Case study · A003 · Hybrid ecom + lead-gen · $210K/mo
A003 · Hybrid ecom + lead-gen · $210K/mo
+27.05% ROAS lift, p = 0.001, 90-day window
Account context
Hybrid business model: DTC ecommerce for consumer-side product plus a B2B SaaS arm sold separately. Monthly ad spend: ~$210,000. The complication was that both motions ran in the same Google Ads account with shared brand-defense campaigns and overlapping audience signals. Pre-state was Smart Bidding running tROAS at 5.5x.
Pre-state
The account had been on Smart Bidding for two years with steady performance. The trigger for the test was Performance Max’s expansion: a recently-rolled-out PMax campaign was capturing budget Smart Bidding had been allocating to other places, and the team wasn’t sure whether the PMax shift was net-positive or whether it was cannibalizing higher-margin traffic.
The agency proposed swapping in Groas.ai on the non-PMax campaigns and using Smart Bidding for PMax (where Smart Bidding is the only viable strategy). The split design isolated the effect of Groas vs. Smart Bidding on the Search and Shopping-direct campaigns.
Deployment
Groas was deployed on Search and Shopping-direct campaigns (test, ~$140K/mo). Smart Bidding remained on PMax (control, ~$70K/mo). Both campaigns optimized against the same conversion-value structure with margin-aware values. The 90-day window included a sales-cycle adjustment because the B2B side had a 30-day average lag.
Results
| Metric | Pre-state | Treatment | Delta |
|---|---|---|---|
| Revenue-weighted ROAS | 5.84x | 7.42x | +27.05% |
| DTC ecom contribution margin | $48K/mo | $61K/mo | +27% |
| B2B SaaS pipeline value | $1.2M/mo | $1.4M/mo | +17% |
| Statistical significance | p = 0.001 | Highly significant | |
What the data showed
The 27% ROAS lift is the largest result in the case-study archive. The explanation: this was the largest account in the test set, which gave the per-account model more data to train on. The pattern of larger accounts seeing larger lift is consistent across the agency’s deployments.

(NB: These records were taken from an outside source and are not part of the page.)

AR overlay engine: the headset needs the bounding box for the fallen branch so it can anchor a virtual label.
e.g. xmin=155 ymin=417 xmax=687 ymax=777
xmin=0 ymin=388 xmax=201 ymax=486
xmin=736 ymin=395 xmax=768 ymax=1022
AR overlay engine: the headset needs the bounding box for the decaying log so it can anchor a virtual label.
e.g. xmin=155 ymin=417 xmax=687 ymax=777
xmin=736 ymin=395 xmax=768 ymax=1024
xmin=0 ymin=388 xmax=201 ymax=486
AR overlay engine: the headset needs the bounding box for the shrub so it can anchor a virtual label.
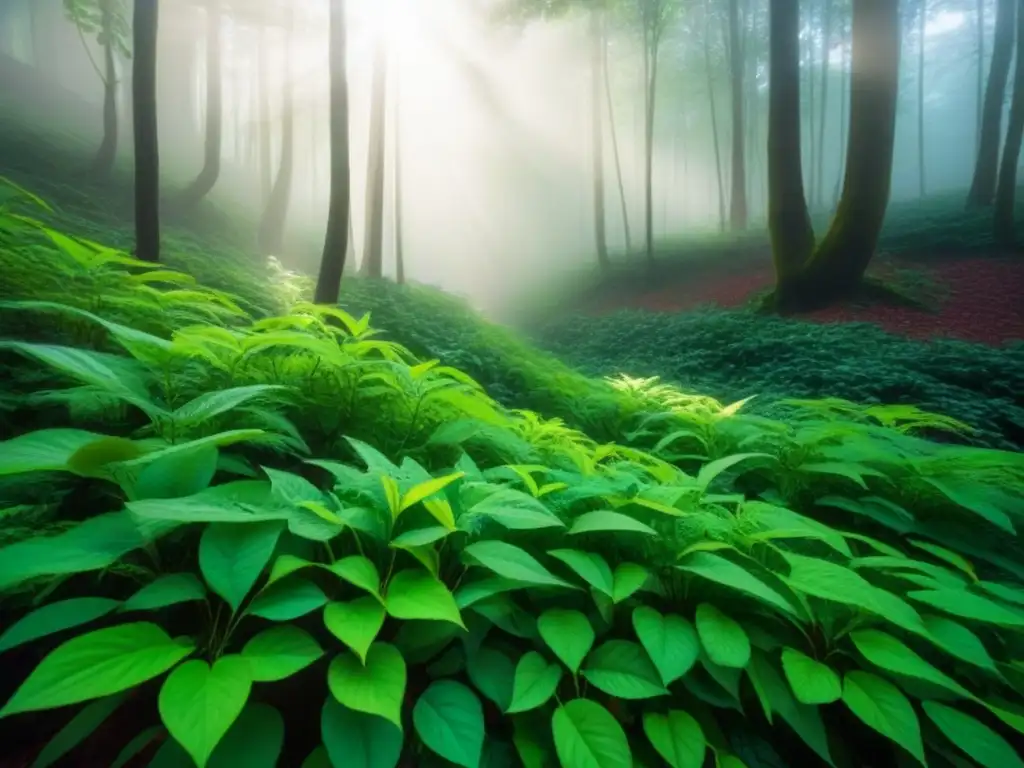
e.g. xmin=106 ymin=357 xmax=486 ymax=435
xmin=0 ymin=195 xmax=1024 ymax=768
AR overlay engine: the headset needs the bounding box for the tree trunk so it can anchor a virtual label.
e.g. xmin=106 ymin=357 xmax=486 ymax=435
xmin=313 ymin=0 xmax=351 ymax=304
xmin=776 ymin=0 xmax=900 ymax=311
xmin=967 ymin=0 xmax=1017 ymax=206
xmin=992 ymin=0 xmax=1024 ymax=246
xmin=768 ymin=0 xmax=814 ymax=286
xmin=590 ymin=5 xmax=608 ymax=269
xmin=814 ymin=0 xmax=833 ymax=211
xmin=361 ymin=38 xmax=388 ymax=278
xmin=703 ymin=0 xmax=725 ymax=230
xmin=259 ymin=14 xmax=295 ymax=256
xmin=132 ymin=0 xmax=160 ymax=262
xmin=181 ymin=0 xmax=224 ymax=206
xmin=918 ymin=0 xmax=928 ymax=198
xmin=729 ymin=0 xmax=748 ymax=231
xmin=92 ymin=0 xmax=118 ymax=178
xmin=601 ymin=32 xmax=633 ymax=256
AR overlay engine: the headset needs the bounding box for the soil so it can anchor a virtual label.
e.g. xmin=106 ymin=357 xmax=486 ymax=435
xmin=588 ymin=255 xmax=1024 ymax=345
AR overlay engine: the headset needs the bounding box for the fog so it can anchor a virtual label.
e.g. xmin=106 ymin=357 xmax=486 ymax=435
xmin=0 ymin=0 xmax=1009 ymax=308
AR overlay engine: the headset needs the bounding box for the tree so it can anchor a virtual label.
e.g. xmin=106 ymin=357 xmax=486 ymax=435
xmin=967 ymin=0 xmax=1017 ymax=206
xmin=992 ymin=0 xmax=1024 ymax=246
xmin=768 ymin=0 xmax=900 ymax=311
xmin=181 ymin=0 xmax=224 ymax=206
xmin=132 ymin=0 xmax=160 ymax=262
xmin=313 ymin=0 xmax=351 ymax=304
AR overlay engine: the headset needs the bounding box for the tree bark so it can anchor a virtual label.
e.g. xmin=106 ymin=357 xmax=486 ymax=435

Three findings worth surfacing:
- The DTC and B2B motions had been competing for budget through shared brand-defense campaigns. The model identified this and routed brand-defense queries to the motion where the click had higher closed-revenue value.
- The PMax control’s performance held roughly steady through the test, which suggested PMax was not cannibalizing higher-margin traffic when run alongside Groas-managed Search. This was an unexpected finding; the team had assumed the opposite.
- The agency’s intervention rate dropped substantially during the test — from 3–4 manual adjustments per week to roughly one per month. Operator time freed up moved into measurement and strategy work.
What this case shows about model size effects
The lift on this account was the largest in the cohort partly because the conversion volume was high enough for the per-account model to train on rich signal. Below approximately $50K/month, model lift tends to be modest (5–10%). Above $100K/month, lift commonly reaches 20%+ when the conversion-event infrastructure is solid.
The implication: real-ML bidding tools have a scaling property that rule-based tools don’t. More data → better model → more lift. Rule-based tools deliver roughly the same lift regardless of account size.
Methodology at methodology. Disclosure: Groas.ai is an active commercial engagement on this account; the test framework and measurement were designed to minimize attribution bias but the engagement should be considered in any review of the case.